You’ve been at home looking after your child, and now you’ve decided it’s time to get back to work. This can be challenging for many mothers, and also challenging for the child. The internal debate and guilt so many mothers feel can be alleviated by preparing your child for this transition.
This transition does not need to be difficult. When we know the day we need to return to the workforce, we can start letting our child know what is coming up and the adjustments that will be made.
We may need to find an appropriate daycare, preschool or after-school sitter and introduce our child to the place and people that will be caring for him or her. Spending some time at the center or with the carer allows the child to feel this person and place is safe and comfortable. It is often the unknown, feeling unsafe or insecure, that is the main issue with a child struggling to settle into a new environment.
Mom needs to smile and leave quickly when dropping off young children. If the child witnesses tears from mom, this can create a fear that something is wrong. If you have a young child in care, moms can call the carer or daycare during the day to check on their child. You can even ask to speak to your child via their phone if this assists to settle the child, knowing Mom is not far away. Tell your child you will be there soon to collect them and always spend some time to appreciate their work and activities they have undertaken when picking them up. Speaking to teachers and carers for any information they need to share with you is also wise.
Returning to work is a big transition. You and your child are entering into a new and different phase of life. There will be a period of adjustment for both of you. Setting a clear regimented routine each morning helps everyone to prepare for the day, without the pressure of rushing. When we can commence our day more relaxed and happy, our day is always more productive and stress-free. A few practice days to get up, ready and out the door is a terrific way to gauge the time you need to allow.
If your children are a little older and at school, then they may need to attend after-school care or a local carer’s home.

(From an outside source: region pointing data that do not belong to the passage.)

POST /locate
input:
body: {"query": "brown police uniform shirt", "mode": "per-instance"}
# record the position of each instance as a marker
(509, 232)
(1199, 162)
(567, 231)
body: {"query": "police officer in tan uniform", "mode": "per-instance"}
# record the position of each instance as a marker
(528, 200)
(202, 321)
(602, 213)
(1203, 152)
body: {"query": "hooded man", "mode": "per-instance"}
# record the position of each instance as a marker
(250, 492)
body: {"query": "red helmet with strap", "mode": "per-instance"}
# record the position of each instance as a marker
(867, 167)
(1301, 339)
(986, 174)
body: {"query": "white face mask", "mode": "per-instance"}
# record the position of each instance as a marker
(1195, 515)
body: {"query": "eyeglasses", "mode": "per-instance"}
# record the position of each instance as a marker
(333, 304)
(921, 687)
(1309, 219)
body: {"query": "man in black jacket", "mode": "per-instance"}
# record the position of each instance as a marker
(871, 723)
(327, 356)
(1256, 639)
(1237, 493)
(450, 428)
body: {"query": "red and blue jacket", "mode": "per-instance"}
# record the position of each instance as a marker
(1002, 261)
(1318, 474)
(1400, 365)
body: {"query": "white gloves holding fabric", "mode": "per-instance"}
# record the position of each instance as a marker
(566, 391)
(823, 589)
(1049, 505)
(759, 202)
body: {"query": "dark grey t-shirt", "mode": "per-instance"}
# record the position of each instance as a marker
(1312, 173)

It is wise to share your rules with the carer. Rules such as homework that needs to be complete preferably prior to you collecting the child. Rules that television or screen time is to be limited and more outside play is expected.
Spend active time engaging with your child after you pick up him or her. Talk about their day, listen to their stories, see their work or crafts. All they want is some time with you. Phones and social media can wait, even if there are work emails to answer. Interact with your child.